Panel A shows a horizontal bar chart of feature importance for an XGBoost model using SHAP values, with

Figure 5. (A) SHAP feature importance plot ranked by mean absolute values. (B) SHAP beeswarm plot showing individual sample contributions.

4 Discussion

Distant metastasis remains the primary cause of treatment failure and mortality in EC (13). Bone metastasis (BM) is the third most common site of distant spread in EC and is associated with significantly worse survival outcomes. Patients with BM have been reported to experience the poorest prognosis among those with metastatic (11). In our study, the incidence of BM among EC patients was 5.4%, which is consistent with previous reports ranging from 5.2 and 7.7%. Given the overall poor prognosis of EC, early identification of high-risk factors and the development of reliable predictive models for BM based on clinical and pathological characteristics are crucial for guiding individualized treatment strategies and improving clinical decision-making.

In our study, 75% of EC patients were over the age of 60. Interestingly, older patients exhibited a lower probability of BM, a finding consistent with the study by Yuan et al. and Qin et al., which identified a higher BM risk in patients aged 51–60 compared to those aged 71–80 (14). This phenomenon may be attributed to capillary sclerosis, which could reduce the likelihood of distant metastasis in older adults (15).

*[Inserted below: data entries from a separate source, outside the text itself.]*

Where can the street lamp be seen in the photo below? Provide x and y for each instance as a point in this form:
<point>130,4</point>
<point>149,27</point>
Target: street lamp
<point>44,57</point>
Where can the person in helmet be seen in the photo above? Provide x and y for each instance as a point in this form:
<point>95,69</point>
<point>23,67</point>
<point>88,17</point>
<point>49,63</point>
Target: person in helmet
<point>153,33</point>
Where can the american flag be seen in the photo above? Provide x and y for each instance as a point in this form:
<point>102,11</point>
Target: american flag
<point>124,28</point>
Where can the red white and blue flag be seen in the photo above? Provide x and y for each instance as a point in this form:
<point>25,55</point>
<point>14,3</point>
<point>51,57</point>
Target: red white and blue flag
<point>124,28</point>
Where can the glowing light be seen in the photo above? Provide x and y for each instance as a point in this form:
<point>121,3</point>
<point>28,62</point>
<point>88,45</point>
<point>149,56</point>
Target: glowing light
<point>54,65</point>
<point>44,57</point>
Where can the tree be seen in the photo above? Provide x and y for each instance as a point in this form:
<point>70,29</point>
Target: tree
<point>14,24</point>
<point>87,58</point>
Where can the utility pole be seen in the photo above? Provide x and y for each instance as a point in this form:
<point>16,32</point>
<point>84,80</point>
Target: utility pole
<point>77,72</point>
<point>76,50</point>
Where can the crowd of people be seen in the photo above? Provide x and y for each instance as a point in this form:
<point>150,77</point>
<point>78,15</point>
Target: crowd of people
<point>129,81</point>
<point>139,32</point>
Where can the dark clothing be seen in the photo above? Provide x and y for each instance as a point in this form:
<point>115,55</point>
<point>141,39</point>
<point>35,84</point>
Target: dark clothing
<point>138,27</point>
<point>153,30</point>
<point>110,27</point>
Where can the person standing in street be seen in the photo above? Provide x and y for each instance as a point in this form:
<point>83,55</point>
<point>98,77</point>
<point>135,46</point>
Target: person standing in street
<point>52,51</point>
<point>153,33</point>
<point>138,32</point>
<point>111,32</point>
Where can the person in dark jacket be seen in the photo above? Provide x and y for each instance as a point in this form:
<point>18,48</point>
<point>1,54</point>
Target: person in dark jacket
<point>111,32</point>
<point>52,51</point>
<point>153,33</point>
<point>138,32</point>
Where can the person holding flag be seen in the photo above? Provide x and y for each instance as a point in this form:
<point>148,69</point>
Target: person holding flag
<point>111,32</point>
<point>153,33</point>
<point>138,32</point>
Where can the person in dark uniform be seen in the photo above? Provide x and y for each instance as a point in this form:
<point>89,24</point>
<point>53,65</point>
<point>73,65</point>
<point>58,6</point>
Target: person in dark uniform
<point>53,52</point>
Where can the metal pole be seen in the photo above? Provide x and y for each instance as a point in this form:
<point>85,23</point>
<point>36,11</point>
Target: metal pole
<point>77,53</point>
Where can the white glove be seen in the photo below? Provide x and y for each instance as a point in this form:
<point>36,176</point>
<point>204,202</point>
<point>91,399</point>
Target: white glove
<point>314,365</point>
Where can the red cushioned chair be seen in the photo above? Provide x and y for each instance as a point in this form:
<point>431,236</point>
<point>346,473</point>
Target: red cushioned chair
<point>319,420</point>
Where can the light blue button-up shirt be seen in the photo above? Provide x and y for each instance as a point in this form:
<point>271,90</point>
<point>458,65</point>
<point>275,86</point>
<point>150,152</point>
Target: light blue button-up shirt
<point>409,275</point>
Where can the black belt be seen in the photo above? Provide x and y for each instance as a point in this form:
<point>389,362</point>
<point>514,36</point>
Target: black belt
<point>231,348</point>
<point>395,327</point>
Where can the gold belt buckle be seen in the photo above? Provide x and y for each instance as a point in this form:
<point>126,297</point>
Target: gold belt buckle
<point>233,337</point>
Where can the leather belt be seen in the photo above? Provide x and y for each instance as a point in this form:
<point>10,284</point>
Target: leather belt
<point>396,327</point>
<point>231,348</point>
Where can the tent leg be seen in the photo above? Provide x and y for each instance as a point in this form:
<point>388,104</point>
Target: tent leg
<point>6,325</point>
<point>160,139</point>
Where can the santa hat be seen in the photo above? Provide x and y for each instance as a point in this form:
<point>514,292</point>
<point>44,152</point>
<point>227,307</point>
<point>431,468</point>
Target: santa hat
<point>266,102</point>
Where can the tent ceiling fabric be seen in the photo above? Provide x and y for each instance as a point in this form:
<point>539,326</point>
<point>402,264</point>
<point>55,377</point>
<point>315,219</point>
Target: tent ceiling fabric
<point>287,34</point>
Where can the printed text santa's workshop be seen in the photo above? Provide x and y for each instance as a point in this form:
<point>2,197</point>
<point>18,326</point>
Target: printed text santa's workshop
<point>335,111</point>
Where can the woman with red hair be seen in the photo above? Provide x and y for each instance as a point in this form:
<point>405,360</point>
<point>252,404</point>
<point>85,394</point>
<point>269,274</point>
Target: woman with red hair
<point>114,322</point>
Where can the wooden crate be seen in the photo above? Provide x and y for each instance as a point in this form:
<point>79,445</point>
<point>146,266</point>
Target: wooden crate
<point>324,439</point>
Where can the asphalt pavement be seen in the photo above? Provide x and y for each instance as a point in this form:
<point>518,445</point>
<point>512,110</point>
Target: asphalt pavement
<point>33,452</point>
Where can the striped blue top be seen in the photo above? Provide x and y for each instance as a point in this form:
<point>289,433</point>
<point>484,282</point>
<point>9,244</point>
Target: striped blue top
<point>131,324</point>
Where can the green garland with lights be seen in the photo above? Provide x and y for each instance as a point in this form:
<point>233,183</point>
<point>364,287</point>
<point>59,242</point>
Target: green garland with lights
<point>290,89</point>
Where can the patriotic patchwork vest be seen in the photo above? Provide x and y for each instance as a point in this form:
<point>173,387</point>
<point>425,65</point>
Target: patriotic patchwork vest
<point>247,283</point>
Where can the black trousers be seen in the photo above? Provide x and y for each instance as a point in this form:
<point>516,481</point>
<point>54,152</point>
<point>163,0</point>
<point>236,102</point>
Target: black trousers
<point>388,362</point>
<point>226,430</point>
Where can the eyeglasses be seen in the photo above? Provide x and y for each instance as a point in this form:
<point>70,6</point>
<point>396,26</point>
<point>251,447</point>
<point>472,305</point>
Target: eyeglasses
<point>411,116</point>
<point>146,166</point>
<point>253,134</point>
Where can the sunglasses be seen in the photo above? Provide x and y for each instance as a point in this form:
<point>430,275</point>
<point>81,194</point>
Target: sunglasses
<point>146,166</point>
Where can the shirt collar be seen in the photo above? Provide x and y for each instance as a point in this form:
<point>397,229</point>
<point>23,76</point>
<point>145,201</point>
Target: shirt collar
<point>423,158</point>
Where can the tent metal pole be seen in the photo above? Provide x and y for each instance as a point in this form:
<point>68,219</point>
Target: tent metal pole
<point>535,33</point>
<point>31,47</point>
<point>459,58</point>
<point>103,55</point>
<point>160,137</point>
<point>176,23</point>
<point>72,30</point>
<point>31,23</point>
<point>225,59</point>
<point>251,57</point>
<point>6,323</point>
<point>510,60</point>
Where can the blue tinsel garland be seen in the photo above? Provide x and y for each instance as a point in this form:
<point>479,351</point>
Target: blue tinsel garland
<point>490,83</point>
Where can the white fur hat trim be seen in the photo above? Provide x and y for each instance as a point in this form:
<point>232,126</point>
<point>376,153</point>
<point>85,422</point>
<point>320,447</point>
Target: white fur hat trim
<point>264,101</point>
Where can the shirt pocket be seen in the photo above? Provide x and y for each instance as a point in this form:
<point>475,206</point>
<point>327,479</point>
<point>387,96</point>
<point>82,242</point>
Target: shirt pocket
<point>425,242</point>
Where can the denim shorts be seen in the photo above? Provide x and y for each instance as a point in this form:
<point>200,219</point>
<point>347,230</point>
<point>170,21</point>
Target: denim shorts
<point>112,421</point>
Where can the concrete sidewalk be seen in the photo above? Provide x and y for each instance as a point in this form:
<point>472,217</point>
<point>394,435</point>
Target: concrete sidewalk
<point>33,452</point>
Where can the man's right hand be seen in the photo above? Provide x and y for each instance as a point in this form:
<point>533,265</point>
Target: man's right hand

Our study aligns with the findings of Hayam et al. (16), showing that approximately 80% of EC patients are male. In our study, male patients demonstrated a significantly higher incidence of BM than females. This discrepancy may be attributed to behavioral and hormonal differences; men are more likely to smoke and consume alcohol, both of which are established EC risk factors (17). Additionally, male sex hormones have been implicated in promoting EC cell proliferation and metastasis (18), Differences in musculoskeletal health and sex hormone levels may also contribute to these variations (19). Our findings also suggest that metastatic male EC (MEC) patients have a higher incidence of bone-only metastasis compared to metastatic female EC (FEC) patients (17).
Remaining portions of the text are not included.